Fashion Designers incorporating Kashmiri textiles in their clothing
The unique textile traditions from the valley are beautifully recreated by many designers – both Indian and International. From Sabyasachi, Manish Malhotra and Ritu Kumar with their Kashmiri embroideries to Blumarine and Raffughar with using fabrics and implementing weave techniques from their culture, it’s as wonderful as it comes.
Now since the crafts and textiles of Indian have crossed all borders, the designs you see from the international designers are not only modern avatars of India but also an acknowledgement of the universal celebration of beautiful ideas; they are a validation of the ease with which international designers are able to inject their own design DNA into India’s timeless fabrics. It is as if Made in India, Made by India, Made for India are all the same thing.
Where to shop for Kashmir textiles In India
Here are a few places in India from where you could procure the best of Kashmir’s culture and heritage in the purest form.
Andraab in Jaipur – A family-run business with outposts throughout India, Andraab focuses on the highest quality cashmere pashminas made in the Kashmir region of India.
Kamayani in Delhi – Kamayani hasn’t been in the textile business for very long, but it’s found to have an excellent eye, as proved by their amazing selection of new and vintage textiles from many regions of India.

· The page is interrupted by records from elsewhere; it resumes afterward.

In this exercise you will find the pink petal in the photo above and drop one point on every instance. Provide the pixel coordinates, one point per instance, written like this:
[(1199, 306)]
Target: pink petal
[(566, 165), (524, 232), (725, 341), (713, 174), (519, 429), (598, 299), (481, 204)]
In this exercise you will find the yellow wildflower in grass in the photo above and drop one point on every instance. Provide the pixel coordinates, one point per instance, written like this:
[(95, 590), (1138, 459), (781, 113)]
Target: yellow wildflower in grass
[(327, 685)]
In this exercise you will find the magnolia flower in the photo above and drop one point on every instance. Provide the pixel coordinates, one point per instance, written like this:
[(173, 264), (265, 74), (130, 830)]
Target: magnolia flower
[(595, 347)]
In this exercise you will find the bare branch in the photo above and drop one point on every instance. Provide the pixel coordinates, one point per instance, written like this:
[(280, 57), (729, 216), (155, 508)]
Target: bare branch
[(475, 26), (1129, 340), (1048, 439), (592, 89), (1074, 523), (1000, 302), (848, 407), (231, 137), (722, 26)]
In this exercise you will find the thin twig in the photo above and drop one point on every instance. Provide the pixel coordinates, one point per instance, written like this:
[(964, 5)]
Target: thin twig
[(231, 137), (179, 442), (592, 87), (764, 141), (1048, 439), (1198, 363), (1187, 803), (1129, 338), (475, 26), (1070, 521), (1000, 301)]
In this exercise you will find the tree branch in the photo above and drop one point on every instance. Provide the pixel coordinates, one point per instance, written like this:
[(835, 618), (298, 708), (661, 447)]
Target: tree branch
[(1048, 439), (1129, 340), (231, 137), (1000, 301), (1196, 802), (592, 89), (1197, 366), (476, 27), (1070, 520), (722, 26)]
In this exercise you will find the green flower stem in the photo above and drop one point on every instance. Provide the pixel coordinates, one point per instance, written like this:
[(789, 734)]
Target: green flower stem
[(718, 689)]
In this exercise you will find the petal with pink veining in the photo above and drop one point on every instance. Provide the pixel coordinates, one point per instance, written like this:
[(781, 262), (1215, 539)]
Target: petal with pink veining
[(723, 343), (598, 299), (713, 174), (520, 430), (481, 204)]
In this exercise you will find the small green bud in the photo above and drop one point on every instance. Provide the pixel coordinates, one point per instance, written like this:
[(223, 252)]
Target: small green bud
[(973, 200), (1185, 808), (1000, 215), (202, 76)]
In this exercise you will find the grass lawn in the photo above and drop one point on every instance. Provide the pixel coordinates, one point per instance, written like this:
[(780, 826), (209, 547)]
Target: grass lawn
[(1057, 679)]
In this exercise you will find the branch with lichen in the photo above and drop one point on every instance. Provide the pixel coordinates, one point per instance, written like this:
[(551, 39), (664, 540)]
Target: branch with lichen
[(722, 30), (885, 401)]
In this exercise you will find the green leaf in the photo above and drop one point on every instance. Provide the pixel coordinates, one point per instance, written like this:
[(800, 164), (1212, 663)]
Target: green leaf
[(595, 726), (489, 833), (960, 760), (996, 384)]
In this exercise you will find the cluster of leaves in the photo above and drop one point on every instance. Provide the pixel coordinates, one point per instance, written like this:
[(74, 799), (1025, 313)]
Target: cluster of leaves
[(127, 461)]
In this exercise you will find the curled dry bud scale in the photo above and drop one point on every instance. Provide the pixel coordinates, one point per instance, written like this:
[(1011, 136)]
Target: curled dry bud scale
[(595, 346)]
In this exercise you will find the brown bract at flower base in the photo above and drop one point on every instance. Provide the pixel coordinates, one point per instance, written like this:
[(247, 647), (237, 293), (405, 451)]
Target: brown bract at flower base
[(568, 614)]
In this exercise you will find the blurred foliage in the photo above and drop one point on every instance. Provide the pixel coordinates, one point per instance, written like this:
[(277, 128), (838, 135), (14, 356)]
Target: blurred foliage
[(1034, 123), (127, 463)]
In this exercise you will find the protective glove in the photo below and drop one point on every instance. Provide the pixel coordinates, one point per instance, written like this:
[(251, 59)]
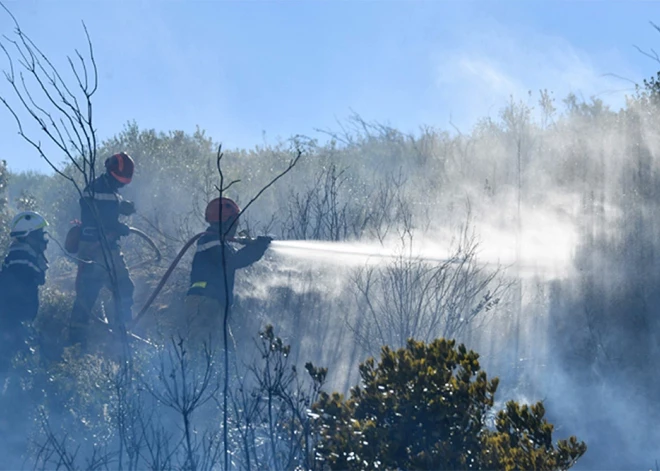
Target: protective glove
[(126, 208), (123, 230), (263, 242)]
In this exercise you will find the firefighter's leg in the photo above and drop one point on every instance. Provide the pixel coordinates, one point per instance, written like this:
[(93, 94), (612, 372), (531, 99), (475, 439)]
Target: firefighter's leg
[(125, 287), (89, 281)]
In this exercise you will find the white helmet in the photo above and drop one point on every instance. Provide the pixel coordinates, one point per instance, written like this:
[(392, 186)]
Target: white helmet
[(26, 222)]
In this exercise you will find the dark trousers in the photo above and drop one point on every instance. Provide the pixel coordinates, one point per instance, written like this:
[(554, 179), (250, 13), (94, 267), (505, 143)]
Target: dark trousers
[(96, 275)]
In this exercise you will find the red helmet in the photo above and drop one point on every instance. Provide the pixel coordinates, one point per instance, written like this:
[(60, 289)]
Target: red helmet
[(121, 167), (214, 212)]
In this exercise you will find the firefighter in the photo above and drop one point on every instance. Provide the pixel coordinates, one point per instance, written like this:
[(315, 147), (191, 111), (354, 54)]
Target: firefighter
[(23, 271), (213, 269), (102, 262)]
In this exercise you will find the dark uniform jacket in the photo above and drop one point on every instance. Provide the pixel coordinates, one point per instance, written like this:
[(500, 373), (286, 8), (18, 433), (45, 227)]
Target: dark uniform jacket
[(207, 277), (102, 194), (23, 271)]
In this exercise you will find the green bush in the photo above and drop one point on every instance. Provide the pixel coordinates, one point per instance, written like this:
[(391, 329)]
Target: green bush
[(426, 406)]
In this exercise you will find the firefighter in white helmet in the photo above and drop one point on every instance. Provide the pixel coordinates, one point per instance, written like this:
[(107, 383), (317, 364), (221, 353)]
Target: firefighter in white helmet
[(23, 271)]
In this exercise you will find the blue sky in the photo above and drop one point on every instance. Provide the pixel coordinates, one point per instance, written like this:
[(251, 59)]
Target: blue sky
[(240, 69)]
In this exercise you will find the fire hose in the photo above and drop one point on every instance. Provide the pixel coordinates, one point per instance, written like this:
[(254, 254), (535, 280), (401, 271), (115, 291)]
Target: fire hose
[(131, 324)]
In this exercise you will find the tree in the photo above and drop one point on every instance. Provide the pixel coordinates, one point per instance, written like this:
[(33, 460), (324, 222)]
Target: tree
[(427, 406)]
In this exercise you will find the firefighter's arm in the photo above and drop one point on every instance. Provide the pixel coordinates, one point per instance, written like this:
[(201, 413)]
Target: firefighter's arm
[(251, 252)]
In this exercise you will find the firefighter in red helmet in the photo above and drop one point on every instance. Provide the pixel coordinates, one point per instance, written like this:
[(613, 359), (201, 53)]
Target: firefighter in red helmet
[(213, 270), (101, 206)]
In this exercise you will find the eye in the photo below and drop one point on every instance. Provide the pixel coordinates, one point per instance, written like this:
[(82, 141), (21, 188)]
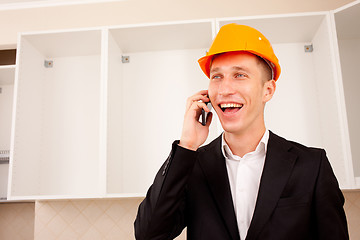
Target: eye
[(216, 76), (240, 75)]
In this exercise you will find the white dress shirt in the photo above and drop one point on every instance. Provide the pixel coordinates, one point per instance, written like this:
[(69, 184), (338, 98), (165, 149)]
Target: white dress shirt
[(244, 177)]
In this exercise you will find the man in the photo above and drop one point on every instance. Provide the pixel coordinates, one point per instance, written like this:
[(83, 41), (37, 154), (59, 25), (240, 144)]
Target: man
[(248, 183)]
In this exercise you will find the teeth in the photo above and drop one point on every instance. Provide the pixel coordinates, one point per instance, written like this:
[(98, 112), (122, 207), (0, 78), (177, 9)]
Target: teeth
[(227, 105)]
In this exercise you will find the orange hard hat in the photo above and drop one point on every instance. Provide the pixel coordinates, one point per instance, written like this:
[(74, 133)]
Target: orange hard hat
[(234, 37)]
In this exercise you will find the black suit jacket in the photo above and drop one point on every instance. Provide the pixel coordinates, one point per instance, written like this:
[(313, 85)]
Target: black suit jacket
[(298, 198)]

Saurashtra Impex in Jaipur – Many interior designers from around the world visit this shop for the vast collection of new and vintage dhurries and embroideries from India, Afghanistan, Pakistan, Kashmir and more.
KCS Kashmir Shawl Emporium in Delhi – One of the best places to shop for Pashmina Shawls, jackets, suits and Kani weave saris.
Mateen Dijoo with his enterprise Blossoms of Heaven commits to providing exclusive genuine handmade range of pashmina including shawls, scarves, stoles, ponchos to clients in varied forms, textures, styles & colors.
Akee International is yet another leading Manufacturer of Hand-woven Hand embroidered Pashmina. Akee International is a famous quality mark for cashmere products, with the experience of 35 years in handling processing and manufacturing of world-famous Kashmir shawls.
But if you’re in and around J&K, the best place to shop would be the J&K Government Emporium opposite Dal Lake, Srinagar.
From the IKF Desk on Everything you need to know about Kashmiri textiles
The handicraft industry remained an important key in the economic development of J&K state and the industry has a great handout towards employment opportunities. After handicrafts gained foreign exposure with positive feedback, many youth made this, their profession. Being the second largest and preferable industry after fruits in the Kashmir Valley, and with the recent bifurcation of J&K, the future of the handicraft industry of Kashmir and its age-old textiles can go either ways!